Ingredients Whole duck -about 2 kg
Vegetables for roasting (optional)
1 orange zest and juice
1 tsp ginger
1 tbsp soy sauce
1 tbsp lemon juice
¼ cup port
410 g tin pitted cherries
1 tbsp cornflour
Microwave the vegetables for a few minutes till they are beginning to soften, but not longer.
Preheat the oven to about 210° fan forced.
Wash the duck thoroughly, inside and out and remove any giblets, etc from inside. Pat dry with paper towel both inside and out. Place the duck on a metal rack inside a baking dish and tie up the legs securely.
Using a skewer, prick the skin all over.
Cook the duck for about 1 ½ hours in the middle of the oven. Remove the fat, that drips into the pan, twice during the cooking, and reserve.
I also added the vegetables in the duck fat and cooked them the last half to three quarters of an hour or till they were browned.

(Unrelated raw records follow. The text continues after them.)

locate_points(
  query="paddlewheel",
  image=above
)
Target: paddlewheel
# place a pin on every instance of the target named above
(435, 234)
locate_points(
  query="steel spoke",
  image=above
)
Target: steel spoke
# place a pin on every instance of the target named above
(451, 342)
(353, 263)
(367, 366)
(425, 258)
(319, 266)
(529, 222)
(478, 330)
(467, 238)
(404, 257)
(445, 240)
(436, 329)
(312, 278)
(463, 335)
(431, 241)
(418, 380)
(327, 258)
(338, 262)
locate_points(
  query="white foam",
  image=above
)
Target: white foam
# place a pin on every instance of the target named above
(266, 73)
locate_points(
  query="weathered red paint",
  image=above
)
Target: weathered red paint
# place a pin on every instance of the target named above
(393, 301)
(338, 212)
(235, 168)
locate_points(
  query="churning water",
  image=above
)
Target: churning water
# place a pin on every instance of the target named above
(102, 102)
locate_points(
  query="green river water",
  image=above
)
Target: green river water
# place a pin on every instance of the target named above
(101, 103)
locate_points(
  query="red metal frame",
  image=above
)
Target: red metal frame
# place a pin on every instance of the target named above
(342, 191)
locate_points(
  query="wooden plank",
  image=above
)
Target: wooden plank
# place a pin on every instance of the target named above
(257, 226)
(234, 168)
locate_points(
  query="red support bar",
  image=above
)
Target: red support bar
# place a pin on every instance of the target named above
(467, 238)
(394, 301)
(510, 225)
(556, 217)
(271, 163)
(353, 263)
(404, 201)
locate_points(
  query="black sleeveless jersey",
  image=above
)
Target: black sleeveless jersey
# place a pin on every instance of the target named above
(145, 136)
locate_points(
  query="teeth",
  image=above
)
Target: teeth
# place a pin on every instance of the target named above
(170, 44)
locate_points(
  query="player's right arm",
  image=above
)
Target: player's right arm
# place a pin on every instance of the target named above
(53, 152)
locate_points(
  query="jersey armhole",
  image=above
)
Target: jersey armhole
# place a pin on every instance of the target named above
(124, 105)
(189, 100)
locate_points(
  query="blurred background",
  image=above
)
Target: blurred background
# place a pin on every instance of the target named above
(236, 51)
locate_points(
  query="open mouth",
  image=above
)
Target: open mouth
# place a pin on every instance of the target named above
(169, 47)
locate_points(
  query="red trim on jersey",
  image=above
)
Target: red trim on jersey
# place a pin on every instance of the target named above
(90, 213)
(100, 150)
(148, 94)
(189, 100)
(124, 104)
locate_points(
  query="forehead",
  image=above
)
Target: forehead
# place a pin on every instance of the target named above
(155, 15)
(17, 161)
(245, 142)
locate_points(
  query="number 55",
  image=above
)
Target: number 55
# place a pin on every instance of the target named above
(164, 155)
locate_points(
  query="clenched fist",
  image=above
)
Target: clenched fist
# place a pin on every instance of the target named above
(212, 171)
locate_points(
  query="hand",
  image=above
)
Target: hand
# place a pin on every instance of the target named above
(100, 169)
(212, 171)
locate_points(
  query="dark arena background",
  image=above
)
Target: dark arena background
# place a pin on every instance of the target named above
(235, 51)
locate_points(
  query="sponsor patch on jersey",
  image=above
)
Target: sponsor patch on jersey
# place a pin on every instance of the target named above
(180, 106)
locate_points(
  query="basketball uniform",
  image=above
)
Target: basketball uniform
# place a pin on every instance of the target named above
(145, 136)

Let the duck stand for 10 minutes.
Meanwhile make the sauce by putting the orange juice, zest, ginger, soy sauce, lemon juice, port and cherries in a pot -reserve 2 tbsp of the juice from the tin of cherries.
Cook sauce over a high heat till it boils, turn down and reduce heat to low. Simmer for 5 minutes.
In a small bowl combine the 2 tbsp reserved cherry juice with the cornflour, stir and put into the sauce. Stir and cook for a further minute or until the sauce thickens.
Carve the turkey, add the roast vegetables, and pour the sauce over the duck.